Basic Constituents of an Argument (How to Justify a Claim)

“If a man has sexual relations with a man as one does with a woman, both of them have done what is detestable. They are to be put to death; their blood will be on their own heads.”
-Leviticus 20:13

I am going to go through the steps necessary to make a valid argument in the order they must be done. An argument consists of a series of premises leading to a necessary conclusion. If any of these premises are invalid, the entire argument is invalid. This does not mean the conclusion is false, it simply means that the particular argument has in no way shown the claim to be either true or false. This is comparable to if someone claims to have completed a mathematical proof that one plus one equals two. If you find a wrong step in their math, you have not proved their conclusion wrong or right, you have simply shown that their argument is flawed and therefore does nothing to demonstrate the truth of the claim.
1. State an observation or accepted fact. This part is easy; the first premise can be anything, so long as it is true and valid. If this is under question, then the statement itself must be justified. As a general rule, this should not be based upon any negative statements or subjective statements which may be questionable. Negative statements are acceptable, however, when such statements can be implicitly accepted as true, such as in the reptile example below.
Good examples:
-There exists at least one cat which does not have a tail
-No reptiles have fur
-Some of the jars in this cupboard are cracked
Bad examples:
-Abortion is bad
-Three sided dice do not exist
-There is a nonmaterial dog that floats by my ear and whispers nonsense to me
The first argument is flawed because it is a subjective statement, and cannot be immediately accepted as true. The second is a negative, and while it does turn out to be true, it must be shown to be true; it is not inherently obvious that this is a valid premise.

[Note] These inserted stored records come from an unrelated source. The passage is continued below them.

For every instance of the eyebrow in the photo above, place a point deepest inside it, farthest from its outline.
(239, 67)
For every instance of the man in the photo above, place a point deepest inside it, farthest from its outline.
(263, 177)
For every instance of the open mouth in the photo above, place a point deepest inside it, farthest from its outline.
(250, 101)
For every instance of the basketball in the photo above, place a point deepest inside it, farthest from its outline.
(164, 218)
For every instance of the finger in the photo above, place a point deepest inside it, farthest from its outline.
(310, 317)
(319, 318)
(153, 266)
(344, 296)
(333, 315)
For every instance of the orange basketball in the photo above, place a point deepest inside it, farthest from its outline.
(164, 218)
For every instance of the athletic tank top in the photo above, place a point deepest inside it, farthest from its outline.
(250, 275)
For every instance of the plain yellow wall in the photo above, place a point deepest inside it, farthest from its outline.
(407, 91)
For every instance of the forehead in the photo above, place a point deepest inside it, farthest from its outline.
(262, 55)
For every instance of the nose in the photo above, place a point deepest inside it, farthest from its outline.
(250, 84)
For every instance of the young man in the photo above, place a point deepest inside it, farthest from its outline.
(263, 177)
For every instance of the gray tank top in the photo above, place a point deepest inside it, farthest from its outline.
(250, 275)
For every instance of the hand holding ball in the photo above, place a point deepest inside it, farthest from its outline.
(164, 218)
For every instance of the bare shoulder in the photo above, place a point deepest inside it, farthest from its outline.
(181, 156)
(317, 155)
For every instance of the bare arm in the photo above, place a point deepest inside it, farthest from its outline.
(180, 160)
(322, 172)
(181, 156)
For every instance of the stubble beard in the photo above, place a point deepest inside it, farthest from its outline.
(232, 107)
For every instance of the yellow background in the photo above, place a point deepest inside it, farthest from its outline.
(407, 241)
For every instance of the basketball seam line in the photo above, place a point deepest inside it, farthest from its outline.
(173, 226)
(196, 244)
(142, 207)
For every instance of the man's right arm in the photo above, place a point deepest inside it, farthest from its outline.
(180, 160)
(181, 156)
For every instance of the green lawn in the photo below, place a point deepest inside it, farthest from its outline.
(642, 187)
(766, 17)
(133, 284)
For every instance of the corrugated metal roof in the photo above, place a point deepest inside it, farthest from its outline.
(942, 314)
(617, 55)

The third is a claim with no verifiable evidence, and it would be faulty for others to blindly accept this as true.
2. Follow the claim with one or more premises that necessarily follow from either the claim or a previous premise, following the same conditions as above. It must be shown that if premise 1 is true, then premise 2 is a logically valid conclusion. For example:
Premise 1: No reptiles have fur
Premise 2: All snakes are reptiles
Conclusion 1: No snakes have fur
3. Come to a final conclusion. If all premises leading up to the conclusion are valid and logically derived, the conclusion can be accepted as valid, Validity does not imply truth. If all premises appear to  be logical extensions of those prior, it simply means that the argument is justified, not necessarily right or wrong.  I will use the topics presented in this post to explain fallacies presented in later posts.